(This story, in slightly different form, originally appeared in ALM's Daily Business Review.)

MIAMI-In the latest sign of Jorge Perez's downsizing, his Related Group is no longer a partner in the Trump Towers luxury condo in Sunny Isles Beach.

"We have no comment other than to confirm we have satisfied The Related Group's lender obligations, and we have sold the two projects (Trump II and Trump III at Sunny Isles) to former partners in these developments," Betsy McCoy, Related's vice president and associate general counsel, said in an e-mail.

This comes after Related and its lenders—likely to take title soon to the Icon Brickell towers—slashed prices on the nearly vacant Miami project. And Related no longer owns a site in Downtown Miami where Perez planned another condo tower.

"In an economy like this, when developers like Related became so big, they actually contract," says Michael Cannon, executive director of Integra Realty Resources in Miami. "What [Perez] is going through is a contraction rather than an expansion, and this is what a lot of developers are doing."

Related was one of the most prominent condo developers in South Florida over the past decade. The company built Murano at Portofino, Icon South Beach and Apogee in Miami Beach, plus 50 Biscayne, 900 Brickell and Loft Downtown in Miami.

But when the housing market and economy collapsed in 2007, Related and its joint venture partners were left owning thousands of new luxury condos.
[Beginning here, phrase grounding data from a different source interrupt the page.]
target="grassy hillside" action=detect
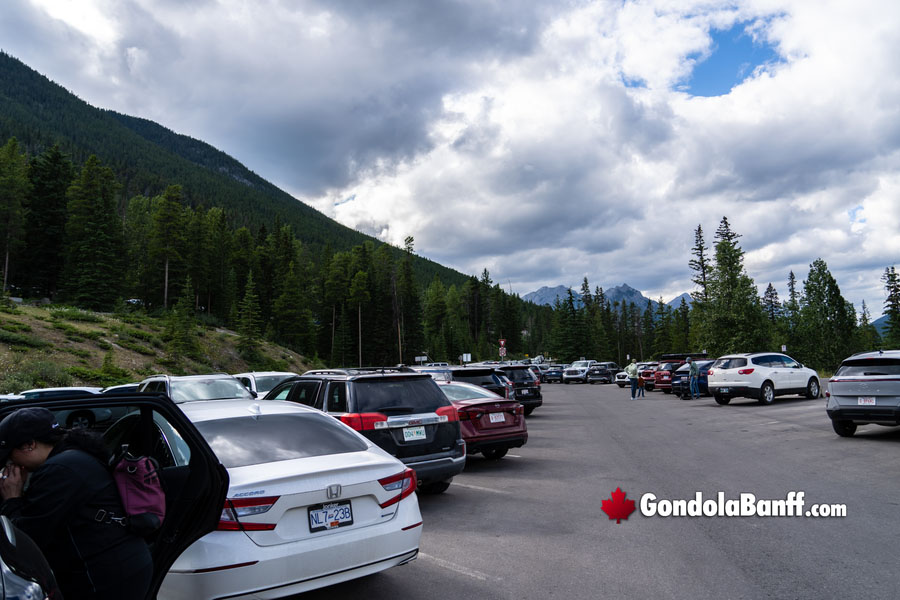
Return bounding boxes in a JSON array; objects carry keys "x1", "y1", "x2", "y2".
[{"x1": 0, "y1": 301, "x2": 317, "y2": 394}]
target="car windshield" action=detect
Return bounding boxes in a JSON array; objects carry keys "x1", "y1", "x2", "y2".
[
  {"x1": 500, "y1": 368, "x2": 535, "y2": 383},
  {"x1": 194, "y1": 412, "x2": 367, "y2": 468},
  {"x1": 712, "y1": 358, "x2": 747, "y2": 369},
  {"x1": 352, "y1": 378, "x2": 449, "y2": 413},
  {"x1": 452, "y1": 371, "x2": 501, "y2": 387},
  {"x1": 253, "y1": 375, "x2": 294, "y2": 394},
  {"x1": 440, "y1": 384, "x2": 497, "y2": 401},
  {"x1": 170, "y1": 378, "x2": 254, "y2": 403},
  {"x1": 570, "y1": 361, "x2": 591, "y2": 369},
  {"x1": 835, "y1": 358, "x2": 900, "y2": 376}
]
Perez's personal net worth has also declined. He was ranked at No. 197 on the Forbes 400 list of the wealthiest people in 2006, when his net worth was estimated at $1.8 billion. Last year, he fell off the list when his net worth dipped below $900 million, according to Forbes.
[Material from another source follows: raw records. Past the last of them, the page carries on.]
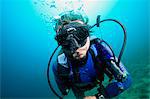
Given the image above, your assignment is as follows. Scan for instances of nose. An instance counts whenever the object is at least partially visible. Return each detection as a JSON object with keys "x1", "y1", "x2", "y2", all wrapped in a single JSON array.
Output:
[{"x1": 76, "y1": 48, "x2": 82, "y2": 54}]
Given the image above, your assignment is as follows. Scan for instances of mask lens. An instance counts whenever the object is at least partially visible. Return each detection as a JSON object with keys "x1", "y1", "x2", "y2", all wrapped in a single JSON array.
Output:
[
  {"x1": 74, "y1": 26, "x2": 89, "y2": 45},
  {"x1": 55, "y1": 31, "x2": 68, "y2": 45},
  {"x1": 55, "y1": 23, "x2": 89, "y2": 56}
]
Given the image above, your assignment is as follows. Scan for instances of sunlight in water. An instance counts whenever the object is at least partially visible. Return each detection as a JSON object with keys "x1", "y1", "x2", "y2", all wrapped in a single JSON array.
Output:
[{"x1": 32, "y1": 0, "x2": 118, "y2": 30}]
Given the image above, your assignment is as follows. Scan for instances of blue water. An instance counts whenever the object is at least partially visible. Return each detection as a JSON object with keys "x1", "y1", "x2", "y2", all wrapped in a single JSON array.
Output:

One of Related's partners was the Dezer family. Related and the Dezers co-developed the Trump Towers, but the relationship ended Dec. 31, according to four people familiar with the project who declined to be identified.

"It wouldn't surprise me, unless he had a major stake in the [Trump Tower] project, that he would terminate the agreement and move on," says Cannon, who has no direct knowledge of the deal.
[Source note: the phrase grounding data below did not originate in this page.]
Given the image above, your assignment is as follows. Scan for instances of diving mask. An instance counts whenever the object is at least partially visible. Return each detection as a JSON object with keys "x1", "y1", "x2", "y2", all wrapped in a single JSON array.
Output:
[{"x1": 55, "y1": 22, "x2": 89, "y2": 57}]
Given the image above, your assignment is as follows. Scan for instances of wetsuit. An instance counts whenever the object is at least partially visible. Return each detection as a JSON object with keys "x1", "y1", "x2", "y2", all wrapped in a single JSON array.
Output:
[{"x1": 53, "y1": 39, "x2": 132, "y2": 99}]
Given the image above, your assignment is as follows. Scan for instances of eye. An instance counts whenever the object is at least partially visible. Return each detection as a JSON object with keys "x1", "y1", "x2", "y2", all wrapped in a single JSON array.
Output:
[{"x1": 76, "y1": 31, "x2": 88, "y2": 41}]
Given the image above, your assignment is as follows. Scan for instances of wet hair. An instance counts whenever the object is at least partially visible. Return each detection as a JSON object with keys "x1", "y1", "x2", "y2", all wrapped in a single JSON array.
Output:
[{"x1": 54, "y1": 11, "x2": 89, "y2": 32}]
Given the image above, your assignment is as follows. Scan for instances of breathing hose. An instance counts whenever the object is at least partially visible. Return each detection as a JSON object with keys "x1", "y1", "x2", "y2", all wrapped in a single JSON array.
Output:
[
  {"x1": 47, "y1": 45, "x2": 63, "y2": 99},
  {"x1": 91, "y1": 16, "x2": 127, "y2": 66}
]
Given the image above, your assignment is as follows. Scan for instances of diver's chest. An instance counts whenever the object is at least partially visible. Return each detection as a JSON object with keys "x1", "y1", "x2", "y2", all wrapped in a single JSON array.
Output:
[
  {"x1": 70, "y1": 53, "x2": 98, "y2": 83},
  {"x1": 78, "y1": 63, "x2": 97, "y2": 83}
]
Related had a 50% share in TRG Sunny Isles VII, the company behind the oceanfront project, until Jan. 13 when the Dezers took full control, according to the Florida Division of Corporations. Related and the Dezers joined forces more than five years ago to build the three-tower oceanfront Trump project on Collins Avenue and 160th Street. Each 45-story tower has 271 condos.

In 2007, TRG Sunny Isles obtained a $345.7-million construction loan from Wachovia Bank, now owned by Wells Fargo. On Dec. 31, Wachovia modified the loan and extended its maturity date. A mortgage filed with Miami-Dade County did not disclose the due date.

One tower is sold out, another has a few units sold, and the third is vacant. The unit prices have dropped nearly 40% since pre-sales started five years ago.

Trump Towers condos are selling from $350 to $400 per square foot, down from about $550 to $650 per square foot a few years ago, said Craig Studnicky, president of the International Sales Group in Aventura, whose company represents buyers of Trump Towers units. "At $350 a foot," he says, "there is not going to be any profit realized by the developer."

Related also took a big loss on the sale of a Downtown Miami parcel where the company planned to build condos. It sold a 28,500-square-foot lot at Northeast Third Street and Second Avenue for $4.4 million on Dec. 29 to Miami investor Rafael Kapustin, who had sold the land to Related for $12 million in 2007, as the condo market was beginning to deteriorate.

After reacquiring the site, Kapustin sold it to Miami-Dade College for $5.5 million. Related paid off a $5 million mortgage with HSBC Realty Credit Corp. at the time of the sale.

Now Related is working to resolve its problems at Icon Brickell. The company has nearly 1,500 condos to sell and is delinquent on construction loans totaling nearly $700 million.

Related's McCoy says the developer was negotiating to hand over Icon's three towers to the lenders with the condition that the company continues to run the project. "We are in a workout process so we would continue to manage [Icon]," she says.